Temperature Conditions

Figure 1.

Temperature Conditions

Real-time Polymerase Chain Reaction

First, specific amounts of Master, H20, primers, and cDNA were transferred to the micro-tube, and after a short rotation, they were placed in the real-time polymerase chain reaction (RT-PCR) machine with specific temperature conditions (Table 1). Next, the remaining procedures were performed according to the protocol of Green and Sambrook.¹²

Measurement of Cytotoxicity

Overall, 2000 cells were cultured in each well of small 96-well plates, and the final volume of each well reached 200 µL using RPMI and was kept overnight in an incubator containing 5% CO_2. Then, the liquid from each well was removed, and different concentrations of MIR-206 were added to it (2, 4, 6, and 8 mg/mL).

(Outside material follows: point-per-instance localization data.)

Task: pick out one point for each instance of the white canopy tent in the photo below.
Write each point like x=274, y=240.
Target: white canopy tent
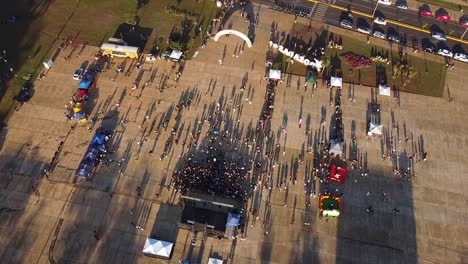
x=336, y=81
x=175, y=55
x=158, y=248
x=384, y=90
x=214, y=261
x=375, y=129
x=275, y=74
x=336, y=147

For each concentration, three wells were allocated, and 5 wells were examined as controls without drugs. The cells were incubated with different amounts of MIR-206 at different times (24, 48, 72, and 96 hours). After the end of the incubation period, the3-[4,5-dimethylthiazol-2-yl]-2,5 diphenyl tetrazolium bromide (MTT) test was performed by preparing a 5 mg/mL solution of MTT yellow powder (Sigma Company) and then adding 20 µL of it to the wells of the microplate, and finally, the plates were incubated for another 4 hours. During this time, the MTT dye was absorbed by the mitochondria and turned into purple crystals, then the liquid in each well was removed, and 100 µL of acidic isopropanol was added to dissolve the crystals and calorimetry. After a few minutes, the crystals at the bottom of the well were completely dissolved. The optical absorbance of each well was read at a wavelength of 540 nm with an enzyme-linked immunosorbent assay device.

Results

The TLR2 and TLR4 expressions were downregulated by MIR-206 in the A-375 cell line. To determine whether the expression of TLR2 and TLR4 in A-375 cells was regulated by MIR-206, the cells were treated at 42°C for 1 hour and returned to 37 °C at the indicated times. The expression of TLR2 reached its lowest value around 12 and 24 hours after heat shock. TLR4 expression was also regulated within 3 hours, and TLR4 expression began to decrease after 9 hours (Figure 2).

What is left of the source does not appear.